Spy has been in London this week, enjoying several Campari and soda. The atmosphere is totally schizophrenic. Rising interest rates have spooked everyone and yet they look at US stock markets on the verge of another bull market with talk of ‘hard landings’ receding. Speaking to asset managers, venture capital firms and private investors got almost the same response: a palpable fear that things were on the verge of falling apart but everyone was wary to take any drastic action. Spy’s conclusion: it is time to hit the beach.
Have you been able to secure a Taylor Swift ticket for her latest global tour? Spy did not get one either, if it is any compensation. The pulling power of music, live or otherwise, remains undiminished across the globe. Unsurprisingly, the launch this week of a fund, the elegantly ‘tickered’, MUSQ, a Global Music Industry ETF, caught Spy’s eye. This thematic strategy, which is investing in all things music, might allow music fans to profit from the industry they love to consume, even if tickets to leading acts themselves are almost impossible to come by. The blurb states that the fund, “seeks to offer exposure to global, exchange-listed companies, exchange traded funds and royalty trusts – all with a core business interest in the global music industry”. Spy is happy to give this one a big round of applause.
Speaking of music, Korea, home to the K-Pop phenomenon, is the focus of a new strategy by Asia investment veterans, Matthews Asia. The San Francisco-headquartered manager has just launched an ETF strategy targeting Korea, where entertainment will possibly form part of the mix. The country is home to numerous companies and brands that are growing their exports at a phenomenal pace. Korea is, of course, home to numerous vibrant sectors: semiconductors, new energy vehicles, information technology, biopharma and new era commerce, to name a few. The highly-concentrated Matthews Korea Active ETF has been listed on NYSE’s Arca, with an expense ratio of 0.79%. The strategy is managed by Michael Oh, Elli Lee, and Sojung Park.
Is it a sign of the times that yet another manager has reached the $1trn dollar in AuM mark? This not-quite-as-exclusive club now includes Blackstone, the alternatives manager. Spy understands this is the first time a non-traditional manager has hit the BIG mark. With individual firms such as Apple, Nvidia, Google, Microsoft, etc reaching the $1trn mark in market cap in the last few years, it seems that $1trn is the new $100bn. By far the biggest portion of Blackstone’s assets are in property. It has $333.2bn in assets under management in the sector as of June 30. This was up 1% from $331.8bn at the end of the first quarter and up 4% from $320bn year-over-year.

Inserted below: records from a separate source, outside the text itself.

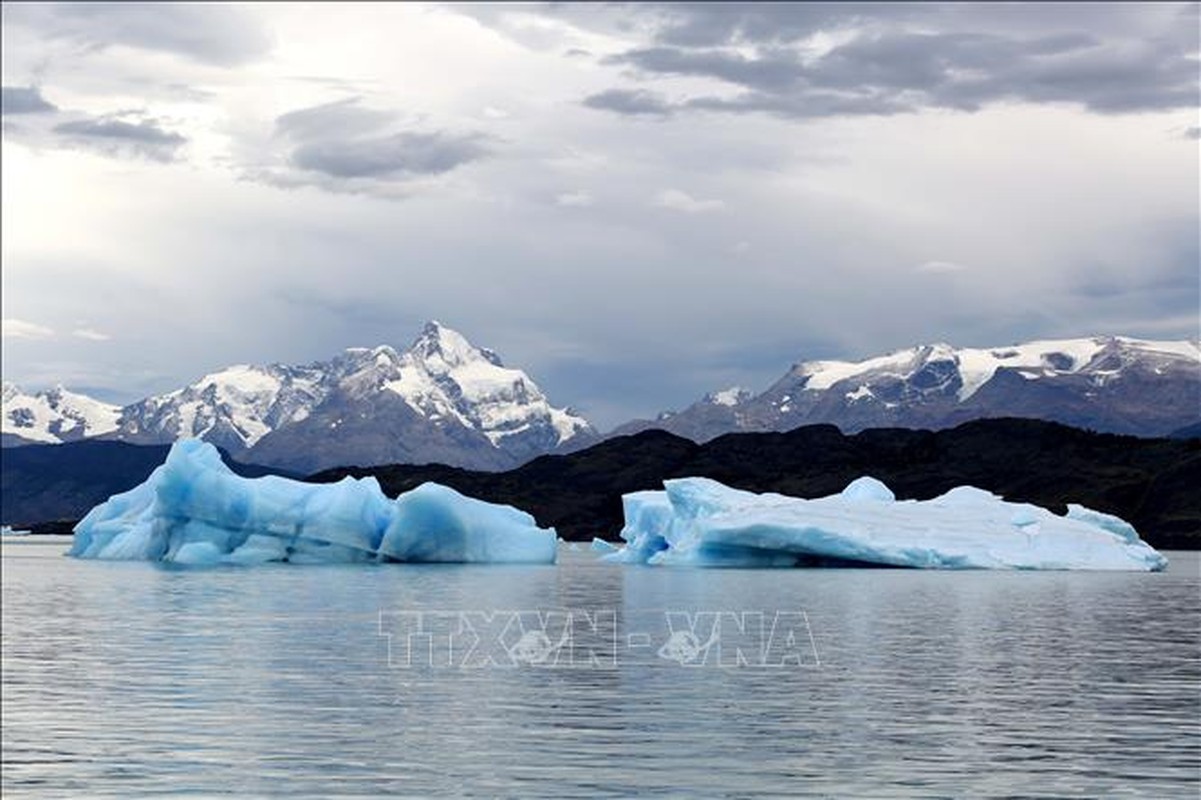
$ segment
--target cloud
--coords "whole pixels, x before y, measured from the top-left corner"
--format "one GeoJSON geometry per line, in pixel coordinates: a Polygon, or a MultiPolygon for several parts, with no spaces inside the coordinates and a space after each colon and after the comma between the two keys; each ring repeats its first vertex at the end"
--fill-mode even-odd
{"type": "Polygon", "coordinates": [[[1201,127],[1194,125],[1191,128],[1185,128],[1184,138],[1185,139],[1201,139],[1201,127]]]}
{"type": "Polygon", "coordinates": [[[361,97],[347,97],[281,114],[275,131],[301,141],[333,139],[374,133],[395,119],[393,112],[363,106],[361,97]]]}
{"type": "Polygon", "coordinates": [[[917,272],[926,272],[933,275],[947,275],[953,272],[963,272],[967,267],[962,264],[956,264],[953,261],[927,261],[923,264],[918,264],[914,269],[917,272]]]}
{"type": "Polygon", "coordinates": [[[134,156],[151,161],[174,161],[187,138],[164,130],[153,119],[127,122],[117,117],[89,117],[54,126],[68,145],[112,156],[134,156]]]}
{"type": "Polygon", "coordinates": [[[87,339],[90,342],[107,342],[113,338],[107,333],[101,333],[93,328],[76,328],[71,331],[71,335],[78,339],[87,339]]]}
{"type": "Polygon", "coordinates": [[[492,153],[477,131],[417,129],[400,115],[351,97],[282,114],[275,120],[282,162],[251,166],[246,176],[280,187],[405,196],[406,183],[434,178],[492,153]],[[399,190],[399,191],[398,191],[399,190]]]}
{"type": "Polygon", "coordinates": [[[592,195],[588,192],[580,190],[578,192],[564,192],[555,197],[555,205],[564,206],[566,208],[587,208],[593,204],[592,195]]]}
{"type": "Polygon", "coordinates": [[[3,87],[6,136],[38,148],[84,149],[118,158],[174,161],[187,137],[137,110],[99,116],[61,109],[37,87],[3,87]],[[20,123],[11,117],[20,117],[20,123]]]}
{"type": "Polygon", "coordinates": [[[564,20],[541,50],[455,4],[195,6],[278,32],[236,71],[18,5],[4,82],[70,108],[4,117],[3,316],[57,331],[6,338],[8,378],[165,391],[451,317],[604,426],[797,358],[1195,335],[1195,106],[1089,110],[1181,83],[1165,4],[486,6],[564,20]],[[145,122],[186,169],[61,152],[170,152],[145,122]]]}
{"type": "Polygon", "coordinates": [[[9,318],[0,321],[0,333],[5,339],[49,339],[54,335],[54,329],[36,322],[9,318]]]}
{"type": "Polygon", "coordinates": [[[745,92],[736,97],[693,97],[674,107],[673,113],[683,110],[764,112],[790,119],[814,119],[861,115],[890,116],[915,111],[916,108],[909,103],[889,99],[878,93],[855,96],[841,92],[810,91],[796,95],[745,92]]]}
{"type": "Polygon", "coordinates": [[[232,5],[173,3],[13,3],[5,25],[30,28],[43,39],[85,49],[121,45],[234,67],[271,50],[254,14],[232,5]]]}
{"type": "Polygon", "coordinates": [[[686,214],[703,214],[706,211],[719,211],[726,204],[721,200],[698,200],[679,189],[665,189],[655,198],[659,208],[669,208],[672,211],[683,211],[686,214]]]}
{"type": "Polygon", "coordinates": [[[804,67],[799,55],[773,50],[751,58],[736,52],[683,47],[648,47],[610,56],[606,63],[631,66],[641,72],[717,78],[760,90],[795,86],[804,67]]]}
{"type": "Polygon", "coordinates": [[[644,89],[609,89],[584,98],[584,105],[627,116],[662,117],[673,110],[671,103],[663,95],[644,89]]]}
{"type": "Polygon", "coordinates": [[[58,106],[42,97],[36,86],[5,86],[0,95],[0,109],[4,116],[10,114],[39,114],[57,111],[58,106]]]}
{"type": "Polygon", "coordinates": [[[1094,32],[1087,29],[1088,13],[1101,12],[1091,8],[1076,19],[1050,16],[1040,30],[987,9],[939,15],[887,5],[705,5],[660,7],[658,16],[667,22],[653,44],[630,47],[605,63],[642,80],[707,79],[740,94],[698,88],[668,102],[623,87],[590,95],[584,104],[624,115],[707,110],[815,118],[976,111],[1013,101],[1140,113],[1191,109],[1198,100],[1197,42],[1175,32],[1182,23],[1167,13],[1172,9],[1134,9],[1127,12],[1129,30],[1113,25],[1094,32]]]}
{"type": "Polygon", "coordinates": [[[487,153],[478,134],[406,131],[349,141],[309,142],[292,152],[292,163],[333,178],[392,178],[441,175],[487,153]]]}
{"type": "MultiPolygon", "coordinates": [[[[656,39],[683,47],[714,47],[748,41],[797,42],[819,30],[864,17],[910,19],[920,9],[903,3],[865,7],[854,3],[658,3],[656,39]]],[[[648,12],[649,12],[648,8],[648,12]]]]}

Blackstone’s rise in property assets seems all the more impressive, when one considers the dire state of much uber-prime real estate in cities such as London, New York, San Francisco and Paris. This image from Bianco Research was shared with Spy this week. Office property continues to struggle as knowledge workers come into the office far less frequently. Shopping malls are also facing hard times as online retailers gather more sales. If a picture says a thousand words, this one makes for ugly reading.
Spy came across an article which he thinks should be required reading for all wealth managers and portfolio managers. It is titled, The Art of (Not) Selling and is written by Chris Cerrone, of Akre Capital Management. Chris makes the astoundingly good point that, “Selling something you know well, to buy something new that seems better, is a dangerous game. We have been bitten by this more than once.” Getting to know companies and their management takes time and the time invested can pay off but that also requires some patience. When the rewards do arrive, they often come rapidly, but typically after a lengthy period of growth. Well worth reading the entire piece.
Spy’s quote of the week come from the author Cormac McCarthy, who wrote No Country for Old Men, and who died recently. “If trouble comes when you least expect it, then, maybe the thing to do, is to always expect it.” That applies to life as much as it does the investment markets.